The main selling point of the synthalins, apart from the fact they could be given by mouth, was that their action lasted more than 24 hours, much longer than that of [soluble] insulin. The side effects of anorexia, abdominal distress, nausea and diarrhoea were downplayed or treated with antacids (Thomson, 1932). Samples were sent to the British Medical Research Council and their opinion was distinctly unfavourable (Anon, 1927). Reports of hepatic toxicity began within a few months and when it was clear that this was unacceptably frequent and severe the drug was withdrawn in England in 1928. German opinion leaders did not believe that there was conclusive evidence of hepatotoxicity and continued to use it until the mid 1930s. Surprisingly it was still being used at Birmingham General Hospital as late as 1932.

Retrospectively, it is possible to argue that synthalin was not as toxic as later generations have assumed and that, because of lack of understanding of the pathophysiology of diabetes in the 1920s, it was used in excessive doses in inappropriate patients. Nevertheless, the prejudice against guanidine derivatives was so great that when biguanides were introduced in the late 1950s, their true chemical nature was concealed by calling them ‘formamidinyliminoureas’. Happily, after they were shown to be effective, they were renamed!

In May 1927, the highly respected German diabetes specialist Carl von Noorden published an account of an oral pancreatic preparation which was said to have been obtained by ‘strong tryptic digestion of fresh pancreas’ and more crucially not to contain synthalin or related guanidine compounds (Von Noorden, 1927). It was given the name ‘glukhorment’ and attracted a lot of attention – the 1928 Index Medicus contains 17 references to it compared to 44 for synthalin.

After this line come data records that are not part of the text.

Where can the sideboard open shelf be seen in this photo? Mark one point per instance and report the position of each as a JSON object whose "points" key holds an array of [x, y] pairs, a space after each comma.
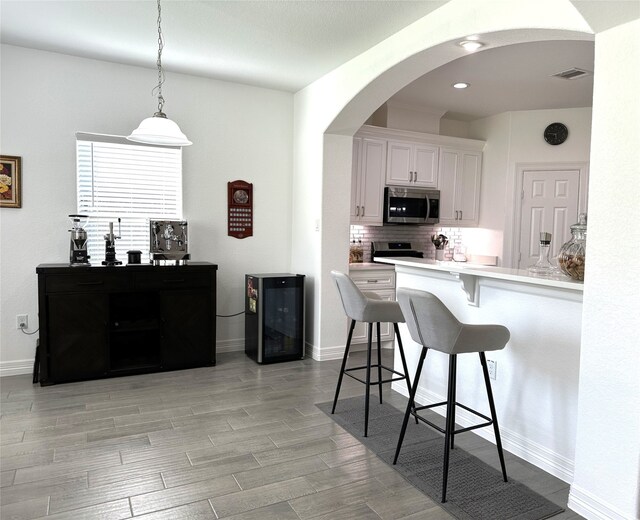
{"points": [[107, 321]]}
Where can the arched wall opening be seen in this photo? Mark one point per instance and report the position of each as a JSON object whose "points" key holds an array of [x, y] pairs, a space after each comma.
{"points": [[328, 113], [337, 157]]}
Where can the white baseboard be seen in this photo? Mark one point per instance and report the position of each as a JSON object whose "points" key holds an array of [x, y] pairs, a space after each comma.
{"points": [[592, 507], [230, 345], [557, 465], [16, 368], [326, 353]]}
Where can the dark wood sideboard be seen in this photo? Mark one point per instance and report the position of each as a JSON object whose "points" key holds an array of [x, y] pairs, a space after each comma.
{"points": [[107, 321]]}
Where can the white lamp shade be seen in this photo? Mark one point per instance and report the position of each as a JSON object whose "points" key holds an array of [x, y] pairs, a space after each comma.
{"points": [[159, 131]]}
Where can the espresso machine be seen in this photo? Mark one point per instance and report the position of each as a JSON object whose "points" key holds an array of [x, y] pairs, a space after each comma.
{"points": [[78, 255], [110, 246]]}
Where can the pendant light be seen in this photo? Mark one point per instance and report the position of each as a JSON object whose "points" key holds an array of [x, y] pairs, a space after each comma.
{"points": [[159, 129]]}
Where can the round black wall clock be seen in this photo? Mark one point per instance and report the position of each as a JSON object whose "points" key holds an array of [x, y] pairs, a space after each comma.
{"points": [[556, 133]]}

The Horment company sent samples to Henry Dale at the National Institute for Medical Research in London but when analysed it was found to contain 1% of something which was chemically indistinguishable from synthalin (Dale et al, 1927). A similar conclusion was reached independently in Prague. When he heard these results, von Noorden considered the only two explanations; that synthalin had somehow been synthesised during the process of tryptic digestion or that it had been dishonestly added. The latter was obviously more probable and foreshadowed scandals in the 1990s when ‘natural diabetes cures’ turned out to be laced with glibenclamide.

REFERENCES:

Anon. (1927) ‘Report to Medical Research Council’ Lancet 2: 517.
Bailey CJ, Day C (2004) Metformin: its botanical background Practical Diabetes International 21:115–7.
Dale HH, Dudley HW (1927) The active constituent of the preparation called ‘glukhorment’. British Medical Journal 2: 1027–9.
Editorial: Proprietary remedies for diabetes (1908) British Medical Journal 2: 1884–5.
Jameson E, The composition of certain secret remedies XXI. Diabetes cures (1908) British Medical Journal 2: 1875–6.
Forscheimer F (1911) The medicinal treatment of diabetes mellitus The American Journal of the Medical Sciences 141: 157–166.
James Harvey Young. (1961) The Toadstool Millionaires. Princeton University Press 
Thomson AP, Gittins RJ, Thomas G (1932) Synthalin in the treatment of diabetes. British Medical Journal 1: 322–5. 
Von Noorden C (1927) Glukhorment, a new antiglycosuric substance formed in the body. Klin Wochnschr 22: 1041–3.
Watanabe CK. Studies in the metabolic changes induced by administration of guanidine bases. 1. Influence of injected guanidine hydrochloride upon blood sugar content (1917) Journal of Biological Chemistry 33: 253–65.